A simple interface with a single entry point for exchanges on multiple liquidity sources allows access to greater liquidity. For example, if Uniswap lacks enough of token X for an exchange, the aggregator can conduct the exchange of token X on several DEXs in parts, dividing the exchange amount. Moreover, the aggregator can use centralized liquidity sources, constructing complex routes, which allows for even greater exchange efficiency.
This approach minimizes the impact on the asset's price in a particular liquidity source and reduces price slippage for the user. Slippage is minimized by exchanging through several liquidity sources and analyzing market depth. For instance, if an exchange on Uniswap significantly affects the asset's price, there's a high likelihood that bots will attempt front-run attacks to extract their own profit, which negatively impacts the actual exchange cost for the user. With an aggregator, this probability is reduced because multiple liquidity sources are used.
The organization of an aggregator's work with several liquidity sources or its development must address the following issues:
- Oracles. DEX aggregators often rely on prices from oracles. Inaccurate price information can negatively affect the pricing process and asset exchange. The speed at which data is delivered to the network can create difficulties in determining the best exchange price at the moment.
- Low Liquidity on DEXs. While DEX aggregators can change exchanges and split exchanges into parts, they still depend on the liquidity of the underlying decentralized exchanges. Low liquidity on any exchange can significantly complicate the execution of exchanges. The aggregator must always be ready to replace the exchange or divide the exchange.
- Regulators.
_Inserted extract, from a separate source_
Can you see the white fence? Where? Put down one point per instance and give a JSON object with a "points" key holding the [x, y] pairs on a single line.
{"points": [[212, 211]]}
I consider this a constant risk that an aggregator may face. For example, starting from 2021 (technically 2022), 1inch blocked the ability to use the service for U.S. citizens to avoid falling under the sanctions of the Securities and Exchange Commission. At the time of writing this article, this restriction is present in the "Terms of use".
- Complexity. Complexity, both in implementation and use. The off-chain routing mechanism must work flawlessly and quickly, which is not so easy to implement when it is necessary to support multiple blockchains. For users, this can also be a more complex tool than a regular DEX, leading to the aggregator's unpopularity.
If any of the above aspects are not resolved or poorly resolved, it could negatively impact the liquidity aggregator, up to its complete collapse.
DEX aggregators are an excellent solution for increasing liquidity, convenience, and efficiency of decentralized trading.